IDiot Cards
Saturday, November 24th, 2007One of my pet topics has bubbled to the forefront of media attention in Britain over the past week. The reason for this was a howling blunder on behalf of the HMRC governmental department (Her Majesty’s Revenue and Cockups) who managed to mislay personal details of 25 million UK citizens including their names, addresses, date of births, National Insurance numbers and bank account details. A junior official at HMRC was able to download this information onto a couple of CDs and pop them in the regular post, where of course they subsequently disappeared. Oops.
This is the same government advocating compulsory ID cards for all UK citizens, that will contain substantially more information than was on these CDs. But this argument is well trodden, and I am against ID cards for reasons more fundamental than of potential fraud: it is the wrong relationship between the citizen and the state: they do not own us – they work for us.
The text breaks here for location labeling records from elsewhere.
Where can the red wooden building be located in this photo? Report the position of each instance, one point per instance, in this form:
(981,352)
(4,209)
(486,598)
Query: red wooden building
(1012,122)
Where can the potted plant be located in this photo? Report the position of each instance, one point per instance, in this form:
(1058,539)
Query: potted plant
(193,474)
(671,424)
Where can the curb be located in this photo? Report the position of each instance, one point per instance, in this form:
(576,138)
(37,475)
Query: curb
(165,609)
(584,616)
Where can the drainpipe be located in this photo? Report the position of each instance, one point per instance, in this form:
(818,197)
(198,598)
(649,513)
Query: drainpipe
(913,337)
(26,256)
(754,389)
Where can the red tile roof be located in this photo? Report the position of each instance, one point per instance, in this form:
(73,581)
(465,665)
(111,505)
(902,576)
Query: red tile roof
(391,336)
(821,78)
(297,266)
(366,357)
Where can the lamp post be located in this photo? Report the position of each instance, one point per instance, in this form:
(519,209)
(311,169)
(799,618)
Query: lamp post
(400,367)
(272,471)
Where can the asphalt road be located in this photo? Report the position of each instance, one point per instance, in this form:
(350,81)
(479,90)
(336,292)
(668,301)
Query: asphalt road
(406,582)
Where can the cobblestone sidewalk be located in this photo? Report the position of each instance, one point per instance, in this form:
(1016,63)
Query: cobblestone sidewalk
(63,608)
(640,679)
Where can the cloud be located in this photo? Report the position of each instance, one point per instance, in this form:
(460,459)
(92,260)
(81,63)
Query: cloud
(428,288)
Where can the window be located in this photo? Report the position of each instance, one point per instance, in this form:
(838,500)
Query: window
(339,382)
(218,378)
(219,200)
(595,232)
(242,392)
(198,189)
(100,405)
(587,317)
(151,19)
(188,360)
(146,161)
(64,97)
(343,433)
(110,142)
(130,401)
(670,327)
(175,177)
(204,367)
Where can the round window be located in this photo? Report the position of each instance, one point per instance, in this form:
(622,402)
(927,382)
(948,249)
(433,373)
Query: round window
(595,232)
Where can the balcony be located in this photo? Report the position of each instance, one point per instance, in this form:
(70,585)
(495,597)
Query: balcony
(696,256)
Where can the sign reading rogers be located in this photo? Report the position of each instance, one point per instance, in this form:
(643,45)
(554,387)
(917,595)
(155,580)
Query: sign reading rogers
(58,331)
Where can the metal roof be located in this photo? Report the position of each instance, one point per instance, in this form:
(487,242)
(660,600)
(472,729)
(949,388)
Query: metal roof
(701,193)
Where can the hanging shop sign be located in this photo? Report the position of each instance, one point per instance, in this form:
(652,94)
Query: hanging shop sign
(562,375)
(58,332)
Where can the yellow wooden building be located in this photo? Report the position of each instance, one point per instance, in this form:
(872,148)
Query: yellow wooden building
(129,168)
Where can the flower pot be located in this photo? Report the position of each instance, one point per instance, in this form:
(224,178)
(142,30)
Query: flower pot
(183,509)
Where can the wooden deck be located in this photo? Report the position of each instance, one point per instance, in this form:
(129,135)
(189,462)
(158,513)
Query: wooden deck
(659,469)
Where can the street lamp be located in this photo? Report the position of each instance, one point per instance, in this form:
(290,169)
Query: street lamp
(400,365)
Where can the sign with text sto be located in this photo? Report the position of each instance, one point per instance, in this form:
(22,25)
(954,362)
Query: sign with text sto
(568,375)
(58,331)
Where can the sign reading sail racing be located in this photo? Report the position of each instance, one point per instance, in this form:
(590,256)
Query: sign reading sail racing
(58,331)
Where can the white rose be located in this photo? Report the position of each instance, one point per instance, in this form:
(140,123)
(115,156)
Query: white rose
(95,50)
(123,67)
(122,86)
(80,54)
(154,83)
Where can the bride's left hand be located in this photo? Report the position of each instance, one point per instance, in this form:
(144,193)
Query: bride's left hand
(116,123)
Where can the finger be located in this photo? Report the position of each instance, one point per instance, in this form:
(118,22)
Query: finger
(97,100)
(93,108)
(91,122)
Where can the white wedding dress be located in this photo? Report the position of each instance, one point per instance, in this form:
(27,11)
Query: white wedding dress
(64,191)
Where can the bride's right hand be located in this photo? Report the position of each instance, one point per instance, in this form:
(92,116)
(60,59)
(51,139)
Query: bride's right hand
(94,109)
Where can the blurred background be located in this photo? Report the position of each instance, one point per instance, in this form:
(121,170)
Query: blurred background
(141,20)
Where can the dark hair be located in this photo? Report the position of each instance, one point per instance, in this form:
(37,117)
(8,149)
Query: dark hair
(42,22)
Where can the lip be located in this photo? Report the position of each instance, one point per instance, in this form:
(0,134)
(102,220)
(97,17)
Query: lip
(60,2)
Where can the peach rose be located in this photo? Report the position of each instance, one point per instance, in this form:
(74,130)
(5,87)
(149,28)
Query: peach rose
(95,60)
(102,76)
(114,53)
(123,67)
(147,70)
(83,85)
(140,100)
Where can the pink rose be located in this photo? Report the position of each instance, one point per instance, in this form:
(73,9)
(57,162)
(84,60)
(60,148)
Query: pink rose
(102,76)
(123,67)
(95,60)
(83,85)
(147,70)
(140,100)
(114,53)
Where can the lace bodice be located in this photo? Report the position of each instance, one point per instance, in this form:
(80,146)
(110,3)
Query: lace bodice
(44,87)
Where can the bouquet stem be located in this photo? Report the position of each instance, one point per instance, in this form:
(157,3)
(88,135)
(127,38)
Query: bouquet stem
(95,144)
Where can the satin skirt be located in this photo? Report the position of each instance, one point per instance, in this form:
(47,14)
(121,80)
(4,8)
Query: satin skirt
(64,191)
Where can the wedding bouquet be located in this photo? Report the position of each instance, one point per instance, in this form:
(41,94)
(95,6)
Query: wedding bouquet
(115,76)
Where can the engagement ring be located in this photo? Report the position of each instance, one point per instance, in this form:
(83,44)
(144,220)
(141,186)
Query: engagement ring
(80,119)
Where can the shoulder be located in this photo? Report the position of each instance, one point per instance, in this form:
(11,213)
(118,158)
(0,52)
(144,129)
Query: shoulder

Ethics aside, it is also doomed to failure. As long as humans are humans, we will always be susceptible to error – an asset for evolution, but not so hot for super-sized security logistics. It only takes a single error for any national identity scheme to be compromised. Once the data is out there, it can never ever be retrieved.
Human error within the “system” is only one potential fallibility, the other is the system itself. Ministers are touting biometric data as the silver bullet to fraud prevention. They point towards finger print data (pardon the pun) as a means of secure authentication. The fact that you can replicate someone’s fingerprints using encoded data on a biometric chip, some cryptographic know-how and a £12.50 trip to Maplin’s seems to have been conveniently ignored. If we rely solely on this kind of technology in the future then we’re in for Trouble.
And don’t expect the banks to look after you either, they care as much about security as turkeys do for Christmas. For example, when I phone my bank I am asked a series of “security” questions for authentication. Fine, no problem. But whenever the bank phones me, they still ask for the same authentication! This is so utterly, utterly stupid. I could phone up anyone pretending to be from a bank and demand all sorts of personal information. Banks fail to understand that authentication is a 2-way process.
Not that authentication seems to bother HSBC too much either. About a month ago I received a letter, addressed to “Ms X” at my address. As Ms X has never lived here I phoned the bank to see what was going on and to suggest that someone was using my address for potentially fraudulent purposes. Next week I received 2 statements and a paying-in book. Another phone call to the “fraud” department, in New Delhi. A few days later, a cheque book arrived. Another phone call. The following week, a PIN number arrived in the post as did a note from a courier attempting to deliver a credit card. Another phone call to HSBC. There has been nothing for a few days now so perhaps they’ve got the message, but I wouldn’t trust this bunch of fools with my money if that’s the way they treat fraud.
I fear that the ID cards issue has now become too politicised to be debated rationally. Yes we need an alternative to using utility bills for authentication, and there are many things we can all do to achieve this – using a little common sense for a start – but investing in billions for a system that could be outwitted by bowl of bananas certainly isn’t the answer.